OpenShift AI on IBM Cloud

The repository holds the terraform code for the OpenShift AI on IBM Cloud Deployable Architecture

The goal of this Deployable Architecture is to quickly create an environment to get hands on with Red Hat OpenShift AI using an OpenShift cluster in IBM Cloud. The DA itself will create a simple 1 zone cluster for the user. The DA will then install the OpenShift AI stack.

Red Hat OpenShift AI licensing is done outside of this DA. You must acquire a Red Hat OpenShift AI license from Red Hat if you plan on using the resulting cluster for more than just exploration.

As mentioned above, the cluster that will be created will be a single zone cluster.
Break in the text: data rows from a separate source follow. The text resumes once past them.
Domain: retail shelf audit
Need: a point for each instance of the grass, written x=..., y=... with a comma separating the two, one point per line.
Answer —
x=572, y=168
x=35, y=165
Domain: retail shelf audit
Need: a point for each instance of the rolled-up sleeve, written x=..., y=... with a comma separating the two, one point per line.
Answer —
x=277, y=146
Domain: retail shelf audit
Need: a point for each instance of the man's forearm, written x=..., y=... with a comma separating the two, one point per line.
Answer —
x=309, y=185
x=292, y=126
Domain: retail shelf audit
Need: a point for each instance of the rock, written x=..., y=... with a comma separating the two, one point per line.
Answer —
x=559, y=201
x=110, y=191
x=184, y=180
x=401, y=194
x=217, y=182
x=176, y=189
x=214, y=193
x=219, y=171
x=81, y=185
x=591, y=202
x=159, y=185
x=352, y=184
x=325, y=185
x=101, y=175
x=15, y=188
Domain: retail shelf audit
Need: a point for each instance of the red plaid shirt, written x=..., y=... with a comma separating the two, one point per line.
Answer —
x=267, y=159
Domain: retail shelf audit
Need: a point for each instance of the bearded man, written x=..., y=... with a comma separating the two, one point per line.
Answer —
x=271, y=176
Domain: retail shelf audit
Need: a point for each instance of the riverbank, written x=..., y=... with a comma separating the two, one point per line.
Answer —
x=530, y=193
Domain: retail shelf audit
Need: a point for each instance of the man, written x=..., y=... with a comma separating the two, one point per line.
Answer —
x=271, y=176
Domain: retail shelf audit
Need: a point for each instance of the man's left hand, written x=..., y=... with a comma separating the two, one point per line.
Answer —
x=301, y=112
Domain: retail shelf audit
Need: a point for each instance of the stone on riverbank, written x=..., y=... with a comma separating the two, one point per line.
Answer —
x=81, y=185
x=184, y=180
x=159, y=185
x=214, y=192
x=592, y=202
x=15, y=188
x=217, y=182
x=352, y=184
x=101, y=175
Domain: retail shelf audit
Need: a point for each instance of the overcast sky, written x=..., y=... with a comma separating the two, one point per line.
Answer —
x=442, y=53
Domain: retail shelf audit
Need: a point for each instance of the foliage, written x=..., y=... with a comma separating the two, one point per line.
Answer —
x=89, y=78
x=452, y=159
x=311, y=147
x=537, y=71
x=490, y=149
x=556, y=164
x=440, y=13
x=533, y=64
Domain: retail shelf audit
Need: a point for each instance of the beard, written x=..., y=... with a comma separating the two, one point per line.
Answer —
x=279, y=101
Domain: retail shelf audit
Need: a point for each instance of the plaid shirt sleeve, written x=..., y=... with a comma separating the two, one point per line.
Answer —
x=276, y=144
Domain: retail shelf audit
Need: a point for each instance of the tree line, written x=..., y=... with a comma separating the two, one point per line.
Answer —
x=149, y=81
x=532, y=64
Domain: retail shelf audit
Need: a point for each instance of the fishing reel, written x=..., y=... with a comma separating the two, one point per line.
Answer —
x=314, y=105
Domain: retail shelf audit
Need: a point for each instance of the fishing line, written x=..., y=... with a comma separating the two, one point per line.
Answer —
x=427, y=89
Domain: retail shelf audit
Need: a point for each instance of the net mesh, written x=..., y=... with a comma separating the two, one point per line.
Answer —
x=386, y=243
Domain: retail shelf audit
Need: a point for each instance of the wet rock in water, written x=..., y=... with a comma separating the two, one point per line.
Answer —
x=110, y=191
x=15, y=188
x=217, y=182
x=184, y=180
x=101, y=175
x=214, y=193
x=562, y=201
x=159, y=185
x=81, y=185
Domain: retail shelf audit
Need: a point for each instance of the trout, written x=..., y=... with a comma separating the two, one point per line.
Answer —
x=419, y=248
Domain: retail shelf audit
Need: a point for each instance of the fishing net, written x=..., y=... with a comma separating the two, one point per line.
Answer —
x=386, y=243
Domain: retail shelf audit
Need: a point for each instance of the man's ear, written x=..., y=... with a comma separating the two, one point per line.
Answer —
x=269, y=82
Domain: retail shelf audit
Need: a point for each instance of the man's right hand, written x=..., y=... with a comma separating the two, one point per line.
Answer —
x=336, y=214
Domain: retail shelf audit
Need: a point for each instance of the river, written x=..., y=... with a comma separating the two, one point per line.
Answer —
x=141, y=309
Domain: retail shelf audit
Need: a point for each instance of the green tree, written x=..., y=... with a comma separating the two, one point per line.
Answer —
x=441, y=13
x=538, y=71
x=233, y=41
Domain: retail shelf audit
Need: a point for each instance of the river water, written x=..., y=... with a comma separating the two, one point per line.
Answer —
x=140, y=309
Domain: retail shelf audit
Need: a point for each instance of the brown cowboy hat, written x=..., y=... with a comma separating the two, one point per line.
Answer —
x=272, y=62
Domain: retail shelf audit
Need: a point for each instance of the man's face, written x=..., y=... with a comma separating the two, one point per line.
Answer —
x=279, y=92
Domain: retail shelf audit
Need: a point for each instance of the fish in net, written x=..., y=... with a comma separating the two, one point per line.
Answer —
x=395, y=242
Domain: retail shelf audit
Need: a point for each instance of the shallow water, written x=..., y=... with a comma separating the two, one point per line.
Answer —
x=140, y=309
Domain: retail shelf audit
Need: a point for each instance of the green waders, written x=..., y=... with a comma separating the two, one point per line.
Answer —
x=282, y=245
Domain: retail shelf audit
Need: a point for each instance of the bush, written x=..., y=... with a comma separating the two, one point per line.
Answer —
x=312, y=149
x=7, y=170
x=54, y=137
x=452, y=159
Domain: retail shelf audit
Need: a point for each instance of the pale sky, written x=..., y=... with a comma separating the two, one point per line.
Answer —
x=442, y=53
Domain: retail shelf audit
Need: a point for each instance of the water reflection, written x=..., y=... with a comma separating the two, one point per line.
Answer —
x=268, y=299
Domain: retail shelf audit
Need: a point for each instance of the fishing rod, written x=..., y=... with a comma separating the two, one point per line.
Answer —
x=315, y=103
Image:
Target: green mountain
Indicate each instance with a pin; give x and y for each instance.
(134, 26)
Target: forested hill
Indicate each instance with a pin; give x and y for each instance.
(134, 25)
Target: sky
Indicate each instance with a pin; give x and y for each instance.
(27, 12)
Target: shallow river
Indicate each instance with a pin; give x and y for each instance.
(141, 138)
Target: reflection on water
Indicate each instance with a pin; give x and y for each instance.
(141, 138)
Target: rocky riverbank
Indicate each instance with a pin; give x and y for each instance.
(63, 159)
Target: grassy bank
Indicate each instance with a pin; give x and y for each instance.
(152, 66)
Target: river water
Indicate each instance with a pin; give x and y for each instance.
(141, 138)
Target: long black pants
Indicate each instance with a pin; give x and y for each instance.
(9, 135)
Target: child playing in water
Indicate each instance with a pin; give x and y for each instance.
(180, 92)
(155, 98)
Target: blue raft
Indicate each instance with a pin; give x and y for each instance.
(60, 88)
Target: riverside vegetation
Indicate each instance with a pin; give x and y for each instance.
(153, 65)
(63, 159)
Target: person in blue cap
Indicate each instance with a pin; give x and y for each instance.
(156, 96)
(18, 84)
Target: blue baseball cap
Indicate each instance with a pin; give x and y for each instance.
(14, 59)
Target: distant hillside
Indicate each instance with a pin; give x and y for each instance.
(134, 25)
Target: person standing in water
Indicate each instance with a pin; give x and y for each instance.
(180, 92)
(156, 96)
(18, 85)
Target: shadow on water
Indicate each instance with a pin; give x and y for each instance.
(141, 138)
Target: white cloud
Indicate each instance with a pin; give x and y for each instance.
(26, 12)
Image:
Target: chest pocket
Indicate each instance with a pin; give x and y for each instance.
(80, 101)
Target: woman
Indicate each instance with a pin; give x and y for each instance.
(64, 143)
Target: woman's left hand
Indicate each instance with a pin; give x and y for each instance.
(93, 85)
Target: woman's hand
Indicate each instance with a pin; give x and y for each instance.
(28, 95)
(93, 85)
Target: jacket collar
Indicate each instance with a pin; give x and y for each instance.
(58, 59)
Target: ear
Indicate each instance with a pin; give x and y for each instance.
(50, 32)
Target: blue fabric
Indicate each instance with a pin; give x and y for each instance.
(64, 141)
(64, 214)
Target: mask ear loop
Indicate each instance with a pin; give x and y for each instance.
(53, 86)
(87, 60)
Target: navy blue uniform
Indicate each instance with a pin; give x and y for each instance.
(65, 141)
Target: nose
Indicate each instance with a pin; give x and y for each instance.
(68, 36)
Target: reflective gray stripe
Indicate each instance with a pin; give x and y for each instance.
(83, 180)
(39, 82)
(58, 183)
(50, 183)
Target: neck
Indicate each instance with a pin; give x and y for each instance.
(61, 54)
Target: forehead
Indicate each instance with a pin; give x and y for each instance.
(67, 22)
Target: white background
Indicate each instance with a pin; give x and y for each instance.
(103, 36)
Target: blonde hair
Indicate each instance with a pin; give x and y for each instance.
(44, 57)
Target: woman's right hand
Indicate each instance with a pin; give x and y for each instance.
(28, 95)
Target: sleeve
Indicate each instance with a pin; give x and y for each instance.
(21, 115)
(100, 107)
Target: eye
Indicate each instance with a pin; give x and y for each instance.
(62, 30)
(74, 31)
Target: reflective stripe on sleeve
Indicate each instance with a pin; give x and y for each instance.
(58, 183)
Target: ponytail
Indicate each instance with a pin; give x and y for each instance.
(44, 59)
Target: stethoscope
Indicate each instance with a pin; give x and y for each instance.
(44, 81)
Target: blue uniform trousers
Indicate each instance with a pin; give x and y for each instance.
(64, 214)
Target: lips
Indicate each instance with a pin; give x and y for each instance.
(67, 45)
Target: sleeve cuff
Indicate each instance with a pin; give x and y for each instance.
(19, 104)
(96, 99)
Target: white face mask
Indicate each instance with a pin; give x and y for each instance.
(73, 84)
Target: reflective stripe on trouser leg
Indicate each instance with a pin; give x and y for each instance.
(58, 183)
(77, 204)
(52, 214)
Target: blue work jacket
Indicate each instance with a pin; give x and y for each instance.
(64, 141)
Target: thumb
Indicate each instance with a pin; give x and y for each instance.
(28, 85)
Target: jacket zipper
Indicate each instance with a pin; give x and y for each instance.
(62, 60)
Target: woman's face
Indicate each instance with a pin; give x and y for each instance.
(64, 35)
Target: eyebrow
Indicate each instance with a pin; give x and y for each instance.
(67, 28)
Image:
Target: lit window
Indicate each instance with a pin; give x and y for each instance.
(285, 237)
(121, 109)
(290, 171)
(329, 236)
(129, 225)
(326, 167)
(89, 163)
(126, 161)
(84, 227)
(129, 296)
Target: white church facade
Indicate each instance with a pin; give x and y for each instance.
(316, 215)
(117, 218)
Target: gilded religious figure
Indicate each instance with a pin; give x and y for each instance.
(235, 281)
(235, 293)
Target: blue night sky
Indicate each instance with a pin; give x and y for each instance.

It will be created in the specified zone in the region selected. A new VPC is created with a new default subnet created in the specified zone. Attached to that subnet is a public gatway. The cluster is created in this new VPC.

You must provide a target region and zone for all of the vpc resources created. You can get the list of regions and zones via the following command:

ibmcloud regions
ibmcloud is zones

You must provide the machine-type of the cluster worker node. This requires that you choose a machine-type that exists in the specified zone in the region you select. For example, if you want to create a cluster with L4 GPUs, you must make sure you select a region that has an L4 GPU flavor in the selected zone of the selected region. If for example you select the Toronto MZR, you can execute this command to see the list of flavors available in the first zone in the Toronto MZR:

ibmcloud ks flavors --provider vpc-gen2 --zone ca-tor-1

And you will see that there are 3 L4 flavors in that zone - gx3.16x80.l4, gx3.32x160.2l4, and gx3.64x320.4l4. You would supply one of these as the value for the machine-type input variable and provide ca-tor as the value for the region. Also ensure you understand the cost of 2 of these worker nodes by consulting the IBM Cloud portal.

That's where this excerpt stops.